Todavia, se João da Silva não consegue o reconhecimento do seu vínculo empregatício, então assumirá o risco de sua atividade, e será enquadrado como Contribuinte Individual, nos moldes previstos no artigo 9º, parágrafo 15, inciso I do Decreto n. 3.048/99, devendo então proceder aos recolhimentos previdenciários.  

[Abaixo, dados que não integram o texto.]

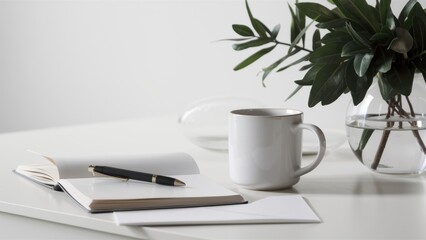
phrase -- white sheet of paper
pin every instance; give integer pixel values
(276, 209)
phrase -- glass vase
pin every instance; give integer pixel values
(390, 136)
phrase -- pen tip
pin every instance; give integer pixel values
(179, 183)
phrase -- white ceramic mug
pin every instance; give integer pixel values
(265, 147)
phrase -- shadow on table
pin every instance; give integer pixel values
(363, 184)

Nesse caso, sua base de cálculo será o valor que recebe da empresa de aplicativo, devendo também observar se esse salário de contribuição supera o valor do salário-mínimo, porque do contrário, também poderá proceder a um dos ajustes da complementação, agrupamento ou utilização do excedente, conforme previsão no Decreto n. 3.048/99, sob pena de não cômputo para fins de tempo de contribuição (artigo 195, par. 14 da Constituição Federal de 1988), bem como não será computado para carência, aquisição e manutenção da qualidade de segurado, e ainda, cálculo do salário de benefício, nos termos do já citado artigo 19E do regulamento da previdência social. 

Ao exercer sua atividade como motorista de aplicativo, por sua conta e risco, torna-se segurado obrigatório do INSS, na condição de Contribuinte Individual, e poderá escolher um dos modelos contributivos a seguir:   

– alíquota de 20% sobre o valor de sua remuneração e dessa forma poderá usufruir da aposentadoria por tempo de contribuição;  

– alíquota de 11% sobre uma base de cálculo fixa (salário mínimo), limitando-se o tipo de aposentadoria, que será apenas por idade) ou,  

–  alíquota de 5%, caso formalize seu atividade como MEI.  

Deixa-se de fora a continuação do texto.